From Alan Schwarz in The New York Times:
Twenty years ago, more than a dozen leaders in child psychiatry received $11 million from the National Institute of Mental Health to study an important question facing families with children with attention deficit hyperactivity disorder: Is the best long-term treatment medication, behavioral therapy or both?
The widely publicized result was not only that medication like Ritalin or Adderall trounced behavioral therapy, but also that combining the two did little beyond what medication could do alone. The finding has become a pillar of pharmaceutical companies’ campaigns to market A.D.H.D. drugs, and is used by insurance companies and school systems to argue against therapies that are usually more expensive than pills.
But in retrospect, even some authors of the study — widely considered the most influential study ever on A.D.H.D. — worry that the results oversold the benefits of drugs, discouraging important home- and school-focused therapy and ultimately distorting the debate over the most effective (and cost-effective) treatments. [Emphasis added]
The study is the Multimodal Treatment of Attention Deficit Hyperactivity Disorder (MTA) study. It is among the best studies ever conducted in child psychiatry. Large samples of children diagnosed with ADHD were randomized into groups that received (a) the usual treatment offered in their community (‘Community Care’), (b) high-quality behavioral treatment, (c) medication following evidence-based guidelines, or (d) behavioral treatment and medication (‘Combined Treatment’). Community Care (a) might have included medication or behavioral treatment, but not the carefully-managed, evidence-based therapies delivered in conditions (b)-(d). Children were followed for 14 months. The Figure below presents the key results.
Statistical analyses showed that for most of these outcomes, behavioral treatment, medication, and combined treatment showed better results than community care. But although combined treatment was somewhat more successful than medication alone for some outcomes, those differences were not statistically reliable. The researchers concluded that
Combined behavioral intervention and stimulant medication—multimodal treatment, the current criterion standard for ADHD interventions—yielded no significantly greater benefits than medication management for core ADHD symptoms; this parallels findings reported by others.
The implication for practice was to medicate, medicate, and medicate. Medication is a much easier health service to deliver than behavioral treatment. Primary care physicians rarely have skills in behavioral treatment and even if they do they do not have the time that behavioral treatment requires. Similarly, it is much easier for a parent to give a child a pill than to change your behavior and your child’s. (Trust me on this: I raised five children.)

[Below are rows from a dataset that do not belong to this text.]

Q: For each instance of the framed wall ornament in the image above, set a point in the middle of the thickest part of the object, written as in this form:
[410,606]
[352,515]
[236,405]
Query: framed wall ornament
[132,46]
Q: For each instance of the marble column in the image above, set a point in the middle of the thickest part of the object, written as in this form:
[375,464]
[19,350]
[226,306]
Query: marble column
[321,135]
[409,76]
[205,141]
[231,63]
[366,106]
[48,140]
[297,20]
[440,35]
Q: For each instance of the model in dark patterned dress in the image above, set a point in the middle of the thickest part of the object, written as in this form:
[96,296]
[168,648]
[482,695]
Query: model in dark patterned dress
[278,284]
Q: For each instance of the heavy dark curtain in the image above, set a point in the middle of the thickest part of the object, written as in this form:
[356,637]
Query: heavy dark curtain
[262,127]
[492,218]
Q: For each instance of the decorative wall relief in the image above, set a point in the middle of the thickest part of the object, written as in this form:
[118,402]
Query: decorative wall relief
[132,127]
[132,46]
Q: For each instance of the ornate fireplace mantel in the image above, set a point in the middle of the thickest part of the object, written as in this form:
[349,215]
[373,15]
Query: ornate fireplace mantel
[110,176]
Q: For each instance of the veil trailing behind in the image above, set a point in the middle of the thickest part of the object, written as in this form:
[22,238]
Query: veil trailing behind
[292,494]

Yet several of the MTA authors are concerned that the study’s apparent validation of a “medication-only” strategy may have harmed children. They — and I — believe that even if there is a short term role for medication, children with ADHD symptoms need training to build the cognitive and social skills to function successfully without medication. Co-author Dr. Lily Hechtman:
I hope [the MTA] didn’t do irreparable damage. The people who pay the price in the end is the kids. That’s the biggest tragedy in all of this.
What went wrong?
It’s not that the MTA researchers were compromised by the pharmaceutical corporations. The study was conducted without drug company support. The constant promotion of medication by Big Pharma created a receptive environment for the message that “drugs are all you need,” but that’s not the authors’ fault.
The most important problem with the reception of the MTA findings was that we didn’t take a sufficiently developmental perspective in thinking about the problem. Learning to regulate your behavior and focus your attention are among the most important developmental tasks in childhood. A lot of this learning requires training by adults: This is much of what parenting and primary education are about. Some children need more help in this than others. Medication may be part of that help, but it is not a substitute for training. These developmental processes continue throughout childhood. This means that a 14-month study was not a sufficiently long period to draw definitive conclusions about the value of behavioral treatment or combined therapy.
ADHD has serious, long term effects on children. There hasn’t been nearly enough research on behavioral treatments for it; that has got to change. If you are parent and your child is taking an ADHD medication, I’m not recommending that you stop. But I do recommend that you find out what other treatment options may be available for you.
Disclosure: Like Aaron, I’ve published on ADHD. I am the statistician for a group seeking to developed an improved method to treat ADHD and I receive funding for this work. Several of the MTA investigators are my friends.